RBF (Gaussian) kernel#

The Radial Basis Function (RBF) feature map is related to the Taylor series expansion of $e^x$ $$\Phi(x) = e^{-x^2/2\gamma^2} \Big[ 1, \sqrt{\frac{1}{1!\gamma^2}}x,\sqrt{\frac{1}{2!\gamma^4}}x^2,\sqrt{\frac{1}{3!\gamma^6}}x^3,\ldots\Big]^T$$
RBF (or Gaussian ) kernel with kernel width $\gamma \geq 0$:
$$k_{RBF}(\mathbf{x_1},\mathbf{x_2}) = exp(-\gamma ||\mathbf{x_1} - \mathbf{x_2}||^2)$$

_images/b1f18c203380da5ea71267509de6a221e3a7820540cc2597e05f32d5813a0fb6.png

Taylor expansion: the more we add components, the more we can approximate any function

import matplotlib.cm as cm

# Generate x values
x = np.linspace(-2, 2, 100)

# Calculate corresponding y values for e^x
y_actual = np.exp(x)

# Plot the actual function
fig, ax = plt.subplots(figsize=(5*fig_scale,3*fig_scale))
plt.plot(x, y_actual, label='e^x', linewidth=1, color='black')

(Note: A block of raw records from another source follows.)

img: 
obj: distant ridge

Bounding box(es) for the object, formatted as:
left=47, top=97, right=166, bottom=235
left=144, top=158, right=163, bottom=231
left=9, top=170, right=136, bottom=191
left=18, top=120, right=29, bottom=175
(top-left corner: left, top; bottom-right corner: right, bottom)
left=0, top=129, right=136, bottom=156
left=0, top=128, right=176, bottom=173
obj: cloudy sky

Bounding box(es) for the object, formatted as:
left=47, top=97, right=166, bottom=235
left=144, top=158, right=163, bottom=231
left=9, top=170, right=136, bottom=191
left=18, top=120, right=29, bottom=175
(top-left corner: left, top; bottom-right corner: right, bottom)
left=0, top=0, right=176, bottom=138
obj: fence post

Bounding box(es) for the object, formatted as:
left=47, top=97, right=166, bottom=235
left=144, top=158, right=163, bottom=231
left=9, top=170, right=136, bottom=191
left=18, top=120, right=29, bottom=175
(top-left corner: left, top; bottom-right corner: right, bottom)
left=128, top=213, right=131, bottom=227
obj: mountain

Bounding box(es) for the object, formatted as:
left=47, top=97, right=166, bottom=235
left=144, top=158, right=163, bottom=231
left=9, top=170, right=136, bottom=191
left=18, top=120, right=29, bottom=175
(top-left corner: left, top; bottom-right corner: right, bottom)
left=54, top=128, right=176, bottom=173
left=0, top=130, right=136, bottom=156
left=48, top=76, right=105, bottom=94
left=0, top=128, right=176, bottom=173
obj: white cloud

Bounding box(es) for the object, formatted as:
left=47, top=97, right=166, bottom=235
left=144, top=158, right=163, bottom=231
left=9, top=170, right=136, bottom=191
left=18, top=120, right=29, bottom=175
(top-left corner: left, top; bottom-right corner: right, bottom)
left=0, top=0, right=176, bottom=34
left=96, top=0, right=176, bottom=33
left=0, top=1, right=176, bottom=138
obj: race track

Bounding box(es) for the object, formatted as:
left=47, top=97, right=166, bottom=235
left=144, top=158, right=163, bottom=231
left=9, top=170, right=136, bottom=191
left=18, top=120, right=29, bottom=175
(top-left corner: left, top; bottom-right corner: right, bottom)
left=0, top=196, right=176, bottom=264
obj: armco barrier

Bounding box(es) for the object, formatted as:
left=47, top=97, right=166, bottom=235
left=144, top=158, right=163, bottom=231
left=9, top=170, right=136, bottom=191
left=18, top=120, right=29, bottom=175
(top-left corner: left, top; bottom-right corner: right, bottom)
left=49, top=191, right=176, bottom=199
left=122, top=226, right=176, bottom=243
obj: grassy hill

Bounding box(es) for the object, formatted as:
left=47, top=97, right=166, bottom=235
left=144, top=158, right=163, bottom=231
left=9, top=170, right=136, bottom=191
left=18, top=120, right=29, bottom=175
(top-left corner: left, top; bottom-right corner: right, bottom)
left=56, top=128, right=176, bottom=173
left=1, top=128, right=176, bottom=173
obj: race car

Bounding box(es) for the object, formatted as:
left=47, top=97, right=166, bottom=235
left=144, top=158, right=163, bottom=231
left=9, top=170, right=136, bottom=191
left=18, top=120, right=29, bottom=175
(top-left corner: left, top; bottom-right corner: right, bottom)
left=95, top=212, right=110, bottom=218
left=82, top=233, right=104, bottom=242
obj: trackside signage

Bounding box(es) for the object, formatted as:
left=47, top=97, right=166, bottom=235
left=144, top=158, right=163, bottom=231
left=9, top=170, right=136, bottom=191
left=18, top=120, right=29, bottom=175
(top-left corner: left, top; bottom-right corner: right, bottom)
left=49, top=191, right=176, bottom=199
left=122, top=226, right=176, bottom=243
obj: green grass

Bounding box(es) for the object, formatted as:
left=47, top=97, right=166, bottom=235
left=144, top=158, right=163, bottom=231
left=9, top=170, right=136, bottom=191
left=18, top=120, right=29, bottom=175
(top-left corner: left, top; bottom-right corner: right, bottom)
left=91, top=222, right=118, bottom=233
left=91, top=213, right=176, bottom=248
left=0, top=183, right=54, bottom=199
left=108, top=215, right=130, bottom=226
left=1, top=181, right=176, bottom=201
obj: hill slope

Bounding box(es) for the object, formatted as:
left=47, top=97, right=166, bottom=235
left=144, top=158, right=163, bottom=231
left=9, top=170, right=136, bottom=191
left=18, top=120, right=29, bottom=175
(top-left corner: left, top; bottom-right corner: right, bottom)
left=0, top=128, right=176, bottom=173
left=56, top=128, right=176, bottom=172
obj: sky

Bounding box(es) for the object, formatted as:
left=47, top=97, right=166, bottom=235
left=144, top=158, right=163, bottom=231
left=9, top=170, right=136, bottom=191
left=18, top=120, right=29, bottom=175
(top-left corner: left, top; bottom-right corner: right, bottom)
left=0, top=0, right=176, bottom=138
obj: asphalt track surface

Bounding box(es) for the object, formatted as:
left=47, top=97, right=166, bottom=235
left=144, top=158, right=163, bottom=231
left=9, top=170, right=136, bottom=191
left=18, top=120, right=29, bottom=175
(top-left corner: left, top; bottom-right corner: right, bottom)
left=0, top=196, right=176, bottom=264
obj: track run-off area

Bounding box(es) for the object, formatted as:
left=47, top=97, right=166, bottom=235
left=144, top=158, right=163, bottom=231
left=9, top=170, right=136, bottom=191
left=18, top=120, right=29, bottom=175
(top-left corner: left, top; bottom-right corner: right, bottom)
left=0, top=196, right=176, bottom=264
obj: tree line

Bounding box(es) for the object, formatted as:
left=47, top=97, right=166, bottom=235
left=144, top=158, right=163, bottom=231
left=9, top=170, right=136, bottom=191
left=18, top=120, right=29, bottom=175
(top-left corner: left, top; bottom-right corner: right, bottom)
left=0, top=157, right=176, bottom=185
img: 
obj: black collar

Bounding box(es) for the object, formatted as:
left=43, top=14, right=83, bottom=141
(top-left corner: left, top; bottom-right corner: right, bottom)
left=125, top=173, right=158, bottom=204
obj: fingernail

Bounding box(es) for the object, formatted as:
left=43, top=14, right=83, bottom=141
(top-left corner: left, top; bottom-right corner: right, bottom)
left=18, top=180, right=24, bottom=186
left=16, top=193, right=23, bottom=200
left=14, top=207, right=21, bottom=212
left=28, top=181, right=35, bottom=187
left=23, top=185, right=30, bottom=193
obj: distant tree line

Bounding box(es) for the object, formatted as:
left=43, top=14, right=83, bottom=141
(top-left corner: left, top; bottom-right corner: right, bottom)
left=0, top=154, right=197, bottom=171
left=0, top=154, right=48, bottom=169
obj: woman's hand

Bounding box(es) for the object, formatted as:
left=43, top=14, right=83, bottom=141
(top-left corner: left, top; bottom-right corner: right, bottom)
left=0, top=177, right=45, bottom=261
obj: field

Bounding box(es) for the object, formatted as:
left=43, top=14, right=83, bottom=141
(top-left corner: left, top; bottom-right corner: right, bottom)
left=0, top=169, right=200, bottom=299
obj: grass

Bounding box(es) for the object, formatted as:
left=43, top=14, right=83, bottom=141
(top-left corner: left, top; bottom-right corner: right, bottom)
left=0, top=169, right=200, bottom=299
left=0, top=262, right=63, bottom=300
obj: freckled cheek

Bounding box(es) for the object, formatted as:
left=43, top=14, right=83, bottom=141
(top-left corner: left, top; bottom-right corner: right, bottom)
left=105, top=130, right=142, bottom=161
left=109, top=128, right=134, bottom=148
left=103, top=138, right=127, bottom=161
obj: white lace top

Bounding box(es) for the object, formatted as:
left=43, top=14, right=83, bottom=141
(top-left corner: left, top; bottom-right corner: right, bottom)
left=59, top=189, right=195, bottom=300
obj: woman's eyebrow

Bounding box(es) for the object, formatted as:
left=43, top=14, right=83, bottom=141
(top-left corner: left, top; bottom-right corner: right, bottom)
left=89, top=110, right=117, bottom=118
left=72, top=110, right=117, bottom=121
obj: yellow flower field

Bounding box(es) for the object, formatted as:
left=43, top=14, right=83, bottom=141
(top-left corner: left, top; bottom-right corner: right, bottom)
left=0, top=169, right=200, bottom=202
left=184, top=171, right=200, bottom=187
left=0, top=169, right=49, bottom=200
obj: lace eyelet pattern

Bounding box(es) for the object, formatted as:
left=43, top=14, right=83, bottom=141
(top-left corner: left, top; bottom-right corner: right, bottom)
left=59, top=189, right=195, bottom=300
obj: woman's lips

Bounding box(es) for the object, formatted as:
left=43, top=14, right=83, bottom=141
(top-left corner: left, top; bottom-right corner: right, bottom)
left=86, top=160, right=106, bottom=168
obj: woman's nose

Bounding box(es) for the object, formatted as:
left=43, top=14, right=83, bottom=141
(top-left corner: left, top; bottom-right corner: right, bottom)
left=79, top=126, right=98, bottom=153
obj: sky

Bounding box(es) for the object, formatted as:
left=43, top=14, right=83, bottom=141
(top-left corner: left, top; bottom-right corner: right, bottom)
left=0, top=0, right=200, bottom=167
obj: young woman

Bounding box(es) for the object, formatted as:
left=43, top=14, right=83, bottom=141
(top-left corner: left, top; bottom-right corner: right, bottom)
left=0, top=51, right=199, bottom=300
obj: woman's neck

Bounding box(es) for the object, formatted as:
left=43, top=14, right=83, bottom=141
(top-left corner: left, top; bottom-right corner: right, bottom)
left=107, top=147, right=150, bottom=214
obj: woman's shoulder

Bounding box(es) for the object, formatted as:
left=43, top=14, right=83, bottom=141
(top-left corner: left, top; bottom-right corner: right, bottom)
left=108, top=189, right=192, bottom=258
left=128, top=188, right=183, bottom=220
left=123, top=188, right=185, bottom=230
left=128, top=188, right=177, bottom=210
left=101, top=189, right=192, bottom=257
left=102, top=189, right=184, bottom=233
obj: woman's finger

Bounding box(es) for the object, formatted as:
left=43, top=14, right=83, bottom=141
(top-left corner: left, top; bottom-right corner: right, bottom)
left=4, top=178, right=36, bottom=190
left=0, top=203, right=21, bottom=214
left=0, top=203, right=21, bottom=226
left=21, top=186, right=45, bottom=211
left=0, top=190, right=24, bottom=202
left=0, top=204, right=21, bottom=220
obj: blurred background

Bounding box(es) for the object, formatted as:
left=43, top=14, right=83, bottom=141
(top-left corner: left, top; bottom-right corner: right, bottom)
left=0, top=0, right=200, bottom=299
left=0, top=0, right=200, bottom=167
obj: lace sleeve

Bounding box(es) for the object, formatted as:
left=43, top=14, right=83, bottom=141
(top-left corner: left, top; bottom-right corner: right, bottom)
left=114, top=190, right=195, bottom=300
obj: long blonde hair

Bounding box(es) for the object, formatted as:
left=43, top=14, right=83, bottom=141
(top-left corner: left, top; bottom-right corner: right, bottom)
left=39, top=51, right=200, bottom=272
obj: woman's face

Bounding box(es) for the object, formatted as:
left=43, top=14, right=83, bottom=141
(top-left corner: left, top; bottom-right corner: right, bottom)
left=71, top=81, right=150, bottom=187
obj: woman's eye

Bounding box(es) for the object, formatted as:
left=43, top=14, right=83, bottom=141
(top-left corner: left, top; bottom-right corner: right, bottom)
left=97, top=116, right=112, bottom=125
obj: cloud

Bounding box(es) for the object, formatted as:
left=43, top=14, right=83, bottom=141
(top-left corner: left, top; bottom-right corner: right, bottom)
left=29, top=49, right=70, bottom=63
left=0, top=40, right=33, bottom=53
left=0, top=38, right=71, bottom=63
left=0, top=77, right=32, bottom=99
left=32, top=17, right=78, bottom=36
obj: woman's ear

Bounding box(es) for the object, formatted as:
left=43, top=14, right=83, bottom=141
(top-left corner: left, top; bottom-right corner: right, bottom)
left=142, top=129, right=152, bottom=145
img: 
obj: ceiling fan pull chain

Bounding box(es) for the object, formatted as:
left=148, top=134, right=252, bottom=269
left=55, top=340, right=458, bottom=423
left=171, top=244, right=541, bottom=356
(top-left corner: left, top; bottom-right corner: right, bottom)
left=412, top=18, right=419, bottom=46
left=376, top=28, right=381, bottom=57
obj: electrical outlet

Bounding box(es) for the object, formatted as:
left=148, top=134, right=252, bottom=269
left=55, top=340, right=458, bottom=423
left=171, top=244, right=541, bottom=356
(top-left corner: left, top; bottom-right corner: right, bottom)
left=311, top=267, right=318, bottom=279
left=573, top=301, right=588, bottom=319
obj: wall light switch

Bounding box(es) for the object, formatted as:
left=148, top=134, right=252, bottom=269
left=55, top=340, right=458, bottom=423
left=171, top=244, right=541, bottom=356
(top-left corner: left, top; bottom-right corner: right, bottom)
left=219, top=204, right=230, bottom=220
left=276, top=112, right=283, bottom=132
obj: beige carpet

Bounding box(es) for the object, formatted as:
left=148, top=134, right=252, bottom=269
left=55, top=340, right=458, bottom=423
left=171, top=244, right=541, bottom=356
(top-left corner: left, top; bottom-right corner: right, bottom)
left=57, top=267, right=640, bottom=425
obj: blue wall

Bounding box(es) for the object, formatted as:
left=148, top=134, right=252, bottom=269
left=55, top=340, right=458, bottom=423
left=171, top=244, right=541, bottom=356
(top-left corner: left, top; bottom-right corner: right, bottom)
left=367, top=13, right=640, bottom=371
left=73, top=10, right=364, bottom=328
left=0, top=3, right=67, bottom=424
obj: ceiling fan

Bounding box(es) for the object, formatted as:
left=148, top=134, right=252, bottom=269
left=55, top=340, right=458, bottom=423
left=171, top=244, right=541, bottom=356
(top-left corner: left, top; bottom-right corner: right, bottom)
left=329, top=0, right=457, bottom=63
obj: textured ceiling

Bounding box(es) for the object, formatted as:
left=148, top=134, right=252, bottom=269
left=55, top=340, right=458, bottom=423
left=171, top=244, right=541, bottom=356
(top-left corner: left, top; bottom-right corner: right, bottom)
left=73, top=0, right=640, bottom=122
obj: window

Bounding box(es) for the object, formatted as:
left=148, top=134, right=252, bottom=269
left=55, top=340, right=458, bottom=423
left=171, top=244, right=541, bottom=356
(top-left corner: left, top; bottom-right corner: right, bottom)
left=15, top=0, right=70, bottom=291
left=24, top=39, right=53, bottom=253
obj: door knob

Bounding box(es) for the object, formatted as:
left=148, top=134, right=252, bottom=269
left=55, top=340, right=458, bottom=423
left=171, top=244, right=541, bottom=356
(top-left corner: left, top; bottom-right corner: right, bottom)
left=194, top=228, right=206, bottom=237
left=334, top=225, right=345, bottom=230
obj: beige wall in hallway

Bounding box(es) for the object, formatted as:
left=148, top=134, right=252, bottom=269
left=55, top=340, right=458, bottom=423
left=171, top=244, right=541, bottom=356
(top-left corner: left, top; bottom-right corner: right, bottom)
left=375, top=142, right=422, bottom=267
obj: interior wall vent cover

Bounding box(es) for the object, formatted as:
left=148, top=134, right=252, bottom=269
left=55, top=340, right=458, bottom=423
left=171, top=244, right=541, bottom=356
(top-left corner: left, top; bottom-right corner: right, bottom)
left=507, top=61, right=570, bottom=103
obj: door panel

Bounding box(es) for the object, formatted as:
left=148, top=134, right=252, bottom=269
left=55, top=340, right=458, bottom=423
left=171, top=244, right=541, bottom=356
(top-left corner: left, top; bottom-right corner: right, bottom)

# Plot the individual terms of the Taylor expansion with formulas in the legend
colors = cm.gist_rainbow(np.linspace(0, 1, 10))  # Color scheme from red to blue
for n in range(10):
    term = x**n / np.math.factorial(n)
    partial_sum = np.sum([x**i / np.math.factorial(i) for i in range(n + 1)], axis=0)
    
    # Plot partial sums with different colors
    plt.plot(x, partial_sum, label=f'Partial Sum {n}', linestyle='dashed', color=colors[n])

# Add labels and title
plt.xlabel('x')
plt.ylabel('y')
plt.title('Components and Partial Sums of $e^x$ and its Taylor Expansion')

# Display legend
plt.legend();

_images/81cdf56f49252fc0405f03dde08dfcdd8772338f9518db82e6e973977ee355a7.png

The RBF kernel $k_{RBF}(\mathbf{x_1},\mathbf{x_2}) = exp(-\gamma ||\mathbf{x_1} - \mathbf{x_2}||^2)$ does not use a dot product
- It only considers the distance between $\mathbf{x_1}$ and $\mathbf{x_2}$
- It’s a local kernel : every data point only influences data points nearby
  - linear and polynomial kernels are global : every point affects the whole space
- Similarity depends on closeness of points and kernel width
  - value goes up for closer points and wider kernels (larger overlap)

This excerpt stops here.